OCR using Machine Learning?

Does this book go into using machine learning to do OCR?

Hi @dexxta, thanks for your interest in the book! :slight_smile: There’s a chance we’ll cover OCR to some degree – do you have a specific use case you’d like to see covered? In case you find this helpful, we have a tutorial on the site about using Google’s Tesseract library to add OCR to apps – you can check it out here: https://www.raywenderlich.com/306-tesseract-ocr-tutorial-for-ios

The final NLP project is still TBD and we might end up doing something like an app that uses your camera to provide realtime translations of text. However, that’s still up in the air and I can’t promise anything yet, so if OCR is your primary reason for considering the book, than I would recommend holding off until we have a definitive answer.

Please let me know if you have any other questions or concerns about the book!


i second this.
OCR (and other uses of it like NLP, auto-tagging, finding the font, filling a form, etc) is super important.
Apple natively has a text, words and letters detector, but not OCR.

Tesseract is super awful, try starting a new project and try using it. If you get it to work, you’re already a champion, it’s pretty much impossible, and if you can, good luck to do normal debugging and optimization.

Native detection + CoreML recognition would be good.
Real time translation with AR (like Google AR Translate) or video superimposition (with tracking) would be awesome.

Hey @einharch, thanks for the info! I haven’t actually ever used Tesseract – that stinks that it stinks! :frowning_face:

I see Google’s ML Kit apparently works on iOS, so that might be a good choice if you have any pressing needs. I haven’t tried it but I’ll check it out at some point to see if it would make sense as part of an app in the book.

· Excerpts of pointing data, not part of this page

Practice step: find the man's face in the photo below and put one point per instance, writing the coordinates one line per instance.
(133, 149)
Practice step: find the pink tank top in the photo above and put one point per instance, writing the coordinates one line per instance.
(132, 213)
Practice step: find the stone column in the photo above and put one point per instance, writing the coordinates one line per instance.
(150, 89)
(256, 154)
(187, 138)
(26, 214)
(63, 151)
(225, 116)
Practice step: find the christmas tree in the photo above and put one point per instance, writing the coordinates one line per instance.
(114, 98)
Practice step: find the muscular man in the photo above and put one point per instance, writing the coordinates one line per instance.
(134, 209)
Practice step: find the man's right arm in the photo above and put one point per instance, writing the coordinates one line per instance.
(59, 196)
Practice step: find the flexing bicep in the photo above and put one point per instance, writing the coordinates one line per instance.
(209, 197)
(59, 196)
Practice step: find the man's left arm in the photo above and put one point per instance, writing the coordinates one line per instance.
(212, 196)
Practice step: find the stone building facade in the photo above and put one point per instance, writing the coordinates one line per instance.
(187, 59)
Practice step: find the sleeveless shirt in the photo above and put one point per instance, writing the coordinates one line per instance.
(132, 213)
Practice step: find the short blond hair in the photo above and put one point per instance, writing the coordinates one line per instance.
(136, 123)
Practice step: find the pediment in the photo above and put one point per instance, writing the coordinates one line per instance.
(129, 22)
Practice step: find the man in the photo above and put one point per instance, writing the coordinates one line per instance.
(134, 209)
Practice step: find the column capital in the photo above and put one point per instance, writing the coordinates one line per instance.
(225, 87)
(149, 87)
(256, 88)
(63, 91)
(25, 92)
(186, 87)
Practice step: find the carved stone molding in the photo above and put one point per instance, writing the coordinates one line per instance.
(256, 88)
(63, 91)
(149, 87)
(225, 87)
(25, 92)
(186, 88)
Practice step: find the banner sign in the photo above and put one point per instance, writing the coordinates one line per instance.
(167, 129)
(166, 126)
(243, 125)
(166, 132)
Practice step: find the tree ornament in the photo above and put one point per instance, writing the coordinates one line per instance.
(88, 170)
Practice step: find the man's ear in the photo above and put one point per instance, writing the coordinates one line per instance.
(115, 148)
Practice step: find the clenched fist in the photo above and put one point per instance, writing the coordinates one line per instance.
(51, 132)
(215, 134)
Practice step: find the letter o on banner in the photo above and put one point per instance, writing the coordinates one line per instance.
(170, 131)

I’d prefer to stick with Apple stuff or write it from scratch, but we also have to balance what’s possible to cover in the space available and with a model trainable with a reasonable amount of data and compute.

Of course, I won’t be surprised if whatever we include needs to be completely replaced in a second edition, since I expect Apple to continue adding built-in features each year. :crazy_face:

Frankly I am a little shocked that Apple built the entire text detection vision system without some way to recognise the actual text. I have found a few examples of how to train and use ML Files to recognise letters, so am in the process of writing my own version to suit the requirements. Just thought it might be something people would be very interested in.

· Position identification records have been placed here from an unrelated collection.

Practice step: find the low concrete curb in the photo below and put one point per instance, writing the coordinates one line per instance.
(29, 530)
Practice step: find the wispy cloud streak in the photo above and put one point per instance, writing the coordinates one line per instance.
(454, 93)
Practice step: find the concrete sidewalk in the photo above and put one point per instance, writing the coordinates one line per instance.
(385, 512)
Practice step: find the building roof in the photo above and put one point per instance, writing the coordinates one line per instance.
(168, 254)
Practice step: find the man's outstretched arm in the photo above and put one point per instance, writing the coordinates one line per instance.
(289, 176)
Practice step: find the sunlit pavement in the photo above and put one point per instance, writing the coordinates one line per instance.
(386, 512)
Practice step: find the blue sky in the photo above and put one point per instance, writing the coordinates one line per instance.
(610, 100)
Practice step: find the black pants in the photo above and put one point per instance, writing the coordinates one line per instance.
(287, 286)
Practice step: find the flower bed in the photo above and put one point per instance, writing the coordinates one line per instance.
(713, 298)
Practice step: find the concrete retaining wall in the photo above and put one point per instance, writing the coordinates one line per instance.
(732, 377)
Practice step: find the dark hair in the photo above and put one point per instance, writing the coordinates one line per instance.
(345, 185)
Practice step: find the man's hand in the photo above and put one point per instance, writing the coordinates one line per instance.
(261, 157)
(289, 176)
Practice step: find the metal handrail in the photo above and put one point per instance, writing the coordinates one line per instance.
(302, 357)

I am sure text recognition is less useful in a business app than determining if a picture is of a male or female… Sorry for exploding the sarcasm meter haha.

Still looking forward to the book though. :slight_smile:


It’s definitely something would be interested in. And I agree, it seems like an oversight by Apple. They’ll tell you where they find characters, but then you need to figure out what those characters are yourself? I’d be surprised if we don’t see it next year. (Ideally sooner, but you know how Apple likes to save all their updates for WWDC. :wink:)

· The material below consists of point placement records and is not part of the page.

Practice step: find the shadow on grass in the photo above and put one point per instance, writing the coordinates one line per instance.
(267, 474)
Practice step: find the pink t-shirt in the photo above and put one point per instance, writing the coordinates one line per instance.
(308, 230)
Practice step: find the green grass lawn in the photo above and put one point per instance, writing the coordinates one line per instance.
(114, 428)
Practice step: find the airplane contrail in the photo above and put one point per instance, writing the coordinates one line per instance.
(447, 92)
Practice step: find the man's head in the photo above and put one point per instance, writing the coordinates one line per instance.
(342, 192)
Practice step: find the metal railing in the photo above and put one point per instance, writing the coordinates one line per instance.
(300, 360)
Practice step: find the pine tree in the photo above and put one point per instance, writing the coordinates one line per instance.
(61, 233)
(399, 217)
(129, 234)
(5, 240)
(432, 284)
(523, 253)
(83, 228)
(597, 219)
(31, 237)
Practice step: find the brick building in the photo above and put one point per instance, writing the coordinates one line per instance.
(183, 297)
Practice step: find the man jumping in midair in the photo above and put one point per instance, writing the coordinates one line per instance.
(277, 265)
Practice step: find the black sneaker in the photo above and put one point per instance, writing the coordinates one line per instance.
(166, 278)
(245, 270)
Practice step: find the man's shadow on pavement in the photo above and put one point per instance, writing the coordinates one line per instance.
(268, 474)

You can use the Vision API to locate the bounding boxes of characters, and then run those boxes through a model to identify the characters. That will work well, especially if you only need it to work in a known environment (e.g. a specific font, well-defined background, etc). The more it needs to support, the more data you’ll need to train it, though.

I know it’s something people want, so we’ll figure out if it fits anywhere. Good luck with your project!

@clapollo Thanks for the answer.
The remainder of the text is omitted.